Justice Thomas, 64, made a comment during a joke about lawyers who studied at Harvard and Yale - both Ivy League universities - lawyers in court said.

He said "Well, he did not...", according to court transcripts, prompting several justices to laugh.

Justice Thomas has not asked a question in court since 22 February 2006.

He has suggested in the past that he holds back from asking questions because he wants to give lawyers a chance to make their case.

He has also said he is self-conscious about the way he speaks, having been teased as a child about the dialect he grew up using in Georgia, and developed the habit of not asking questions at college and law school.

Correspondents say the justice's comments on Monday were not clear, other than that he seemed to be joking about Ivy League law school graduates.

One lawyer said the joke was at the expense of Yale Law School, where Justice Clarence studied, while another lawyer said Harvard Law School was the target of the joke, the Associated Press reported.

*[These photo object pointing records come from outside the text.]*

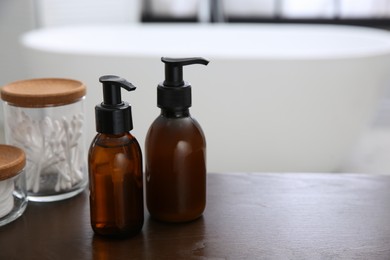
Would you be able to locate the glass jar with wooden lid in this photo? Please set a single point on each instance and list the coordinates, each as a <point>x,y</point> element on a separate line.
<point>45,118</point>
<point>13,195</point>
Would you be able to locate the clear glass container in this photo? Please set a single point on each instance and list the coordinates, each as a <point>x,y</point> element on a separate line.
<point>45,118</point>
<point>13,195</point>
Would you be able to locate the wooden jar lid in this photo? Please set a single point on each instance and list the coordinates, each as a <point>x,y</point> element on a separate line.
<point>12,161</point>
<point>43,92</point>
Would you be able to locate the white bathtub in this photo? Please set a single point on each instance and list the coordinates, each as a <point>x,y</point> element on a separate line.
<point>273,98</point>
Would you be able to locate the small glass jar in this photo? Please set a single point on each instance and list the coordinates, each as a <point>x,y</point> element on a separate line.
<point>45,118</point>
<point>13,195</point>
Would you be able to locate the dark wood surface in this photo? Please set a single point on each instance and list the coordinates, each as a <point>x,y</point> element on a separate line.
<point>248,216</point>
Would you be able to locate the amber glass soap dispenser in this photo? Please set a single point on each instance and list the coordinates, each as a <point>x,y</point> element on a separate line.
<point>115,166</point>
<point>175,151</point>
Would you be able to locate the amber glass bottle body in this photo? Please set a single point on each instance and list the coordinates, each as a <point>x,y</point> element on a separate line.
<point>116,185</point>
<point>175,150</point>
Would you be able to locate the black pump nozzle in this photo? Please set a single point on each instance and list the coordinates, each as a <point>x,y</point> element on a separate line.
<point>174,93</point>
<point>113,116</point>
<point>174,69</point>
<point>112,89</point>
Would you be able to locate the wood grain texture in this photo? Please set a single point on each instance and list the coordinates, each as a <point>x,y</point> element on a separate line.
<point>248,216</point>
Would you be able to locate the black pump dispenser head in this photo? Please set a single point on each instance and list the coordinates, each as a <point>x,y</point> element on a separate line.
<point>113,116</point>
<point>174,93</point>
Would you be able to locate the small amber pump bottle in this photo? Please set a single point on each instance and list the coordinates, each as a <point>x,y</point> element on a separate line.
<point>175,151</point>
<point>115,166</point>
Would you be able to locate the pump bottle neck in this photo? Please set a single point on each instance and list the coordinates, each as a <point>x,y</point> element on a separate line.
<point>175,113</point>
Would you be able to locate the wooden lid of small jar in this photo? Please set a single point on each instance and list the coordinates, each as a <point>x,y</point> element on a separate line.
<point>43,92</point>
<point>12,161</point>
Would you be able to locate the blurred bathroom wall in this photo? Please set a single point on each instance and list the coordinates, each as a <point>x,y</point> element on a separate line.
<point>16,17</point>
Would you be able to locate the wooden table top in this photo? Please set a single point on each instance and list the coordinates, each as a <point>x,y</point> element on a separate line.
<point>248,216</point>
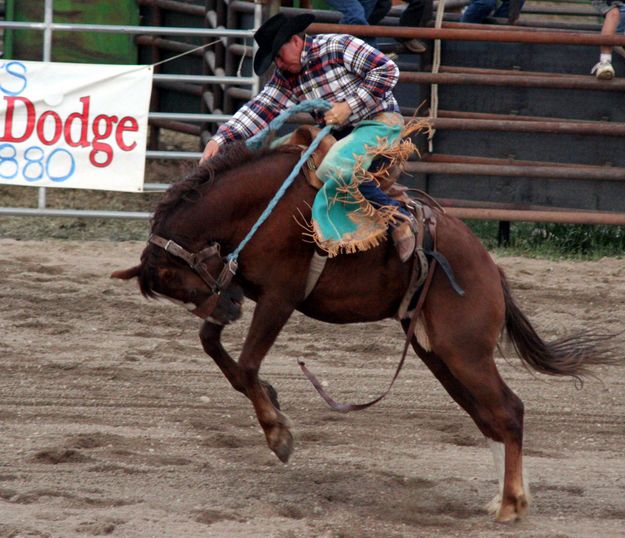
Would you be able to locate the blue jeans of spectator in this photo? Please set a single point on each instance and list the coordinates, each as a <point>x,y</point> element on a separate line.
<point>355,12</point>
<point>478,10</point>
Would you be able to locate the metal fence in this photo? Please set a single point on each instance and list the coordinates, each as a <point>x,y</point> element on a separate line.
<point>464,178</point>
<point>48,28</point>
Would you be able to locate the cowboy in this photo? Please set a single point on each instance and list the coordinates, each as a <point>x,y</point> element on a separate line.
<point>356,78</point>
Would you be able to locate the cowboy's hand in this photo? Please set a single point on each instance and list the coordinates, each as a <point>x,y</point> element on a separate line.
<point>211,149</point>
<point>338,114</point>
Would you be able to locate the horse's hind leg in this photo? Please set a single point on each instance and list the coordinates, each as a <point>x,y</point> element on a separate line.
<point>210,336</point>
<point>500,412</point>
<point>497,412</point>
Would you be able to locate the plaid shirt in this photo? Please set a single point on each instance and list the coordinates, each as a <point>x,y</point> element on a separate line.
<point>335,67</point>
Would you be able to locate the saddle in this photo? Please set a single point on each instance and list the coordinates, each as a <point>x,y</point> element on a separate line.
<point>303,137</point>
<point>424,217</point>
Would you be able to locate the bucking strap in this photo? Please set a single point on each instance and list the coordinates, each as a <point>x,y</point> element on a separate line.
<point>303,137</point>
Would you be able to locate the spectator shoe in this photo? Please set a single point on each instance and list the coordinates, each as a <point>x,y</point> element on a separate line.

The nine-member bench was hearing arguments in the case of Boyer vs Louisiana, in which Jonathan Boyer is seeking to have his murder conviction overturned because he was held in jail for seven years before trial.

His lawyers say Boyer's constitutional right to a speedy trial was violated.

Correspondents say that one issue in the case is whether Boyer's court-appointed lawyers in the early stages of his case were qualified to represent him.

Justice Antonin Scalia asked the lawyer representing the state of Louisiana to confirm which law schools two of the lawyers in question had attended, when Justice Thomas made his comments.

Justice Thomas is the only member of the bench who has a habit of not asking questions when oral arguments are heard by the court.